5 – La liberté d’administration locale et régionale  

  • De façon générale les collectivités territoriales veulent pouvoir gérer des problèmes difficiles en étant autonomes. Elles ont des responsabilités fortement accrues pour la fourniture des services publics, dans un contexte où l’Etat leur transfère les responsabilités et où les besoins sont en pleine mutation.

-         Réformes de décentralisation et redistribution des services publics locaux vers les collectivités territoriales (du UK aux PECOS…) Evaluation nécessaire. Problèmes multiples. Exemple France (niveaux, ressources, statuts). Cas tchèque : un « chaos » légal (bureaucratie étatique vs autonomie des collectivités territoriales).

-         Développement des intercommunalités (non sans problèmes).

-         Crise des finances publiques de l’Etat. Les collectivités territoriales face aux BF.

-         Immense problème du devenir des fonctions publiques.

-         Développer des compétences (pour gérer soi-même ou pour le contrôle de délégation).

-         Concevoir les relations aux utilisateurs. On peut s’appuyer sur les Chartes, les associations, et le droit européen du consommateur et de l’environnement.
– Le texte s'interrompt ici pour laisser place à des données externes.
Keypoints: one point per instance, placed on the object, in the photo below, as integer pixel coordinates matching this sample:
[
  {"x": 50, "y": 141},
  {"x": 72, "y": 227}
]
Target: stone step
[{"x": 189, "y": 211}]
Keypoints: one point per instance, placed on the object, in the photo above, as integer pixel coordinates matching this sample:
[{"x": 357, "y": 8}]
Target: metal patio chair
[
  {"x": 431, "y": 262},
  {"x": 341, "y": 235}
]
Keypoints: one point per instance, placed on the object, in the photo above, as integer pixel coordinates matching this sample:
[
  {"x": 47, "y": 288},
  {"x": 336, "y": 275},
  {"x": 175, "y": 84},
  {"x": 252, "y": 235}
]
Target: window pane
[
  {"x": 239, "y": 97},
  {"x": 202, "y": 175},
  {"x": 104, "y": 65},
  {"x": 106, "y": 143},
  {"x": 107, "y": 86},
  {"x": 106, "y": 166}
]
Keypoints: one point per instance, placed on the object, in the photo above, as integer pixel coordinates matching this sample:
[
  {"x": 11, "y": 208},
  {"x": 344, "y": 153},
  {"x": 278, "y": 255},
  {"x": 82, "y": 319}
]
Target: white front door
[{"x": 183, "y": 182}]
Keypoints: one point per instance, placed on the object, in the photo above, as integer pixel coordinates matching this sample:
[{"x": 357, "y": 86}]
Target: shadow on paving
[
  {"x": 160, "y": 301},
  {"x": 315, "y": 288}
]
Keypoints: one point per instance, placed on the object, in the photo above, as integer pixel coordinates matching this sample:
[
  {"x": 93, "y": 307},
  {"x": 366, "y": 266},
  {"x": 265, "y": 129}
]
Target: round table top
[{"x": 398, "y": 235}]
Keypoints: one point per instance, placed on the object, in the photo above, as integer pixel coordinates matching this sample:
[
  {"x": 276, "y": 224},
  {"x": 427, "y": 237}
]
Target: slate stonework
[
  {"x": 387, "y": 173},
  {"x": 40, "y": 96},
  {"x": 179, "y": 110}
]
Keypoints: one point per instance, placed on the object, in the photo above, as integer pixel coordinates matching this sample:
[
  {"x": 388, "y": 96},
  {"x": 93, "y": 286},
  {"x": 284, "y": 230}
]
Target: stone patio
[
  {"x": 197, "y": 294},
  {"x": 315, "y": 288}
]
-         Dé-intégration des monopoles nationaux: les collectivités territoriales peuvent choisir leurs fournisseurs au niveau de la distribution d’énergie et les prestataires de transports.  

 

  • L’Union agit essentiellement via les politiques régionales mais leur avenir est incertain.

-         Le rôle des fonds structurels pour inciter à bâtir des projets de développement et pour la modernisation administrative a été très important. Par contre il est très limité pour les services publics locaux (sauf  transfrontaliers).

-         L’objectif de cohésion sociale et territoriale dans la Stratégie de Lisbonne a conduit à une nouvelle réflexion sur les politiques régionales.  

-         Malheureusement, le recul du budget européen s’accompagne de risques de renationalisation des politiques régionales

-         Fin du zonage et préconisation du mainstreaming dans les programmes nationaux. Les villes les plus fortes et compétentes auront la part belle. Il est indispensable de se grouper pour pouvoir négocier les plans nationaux.

-         Déplacement des OSP vers les réseaux et formation de réseaux européens : le positionnement des villes et régions dans les tracés est très important.

 

  • La relation des collectivités territoriales à l’Europe est en début de construction.

-         Revaloriser et reconcevoir la coopération décentralisée.

-         Les échanges de bonnes pratiques devraient pouvoir prendre appui sur un cadre européen de comparaison et d’incitation.

-         Le projet de Constitution est favorable aux collectivités territoriales.

-         La place du CCRE et des associations dans les processus décisionnels.

 

  • Participer à des  associations de communes fortes et organisées est indispensable

-         Mutualiser des connaissances.

-         Créer des interfaces au sein de l’Etat national, et dans la relation à l’UE.

-         Créer des compétences et des capacités d’action pour faire éclore des projets : ça ne s’invente pas.

-         Nécessité de liens entre collectivités territoriales et acteurs socio-économiques.

-         Entrer dans les réseaux européens et les consolider.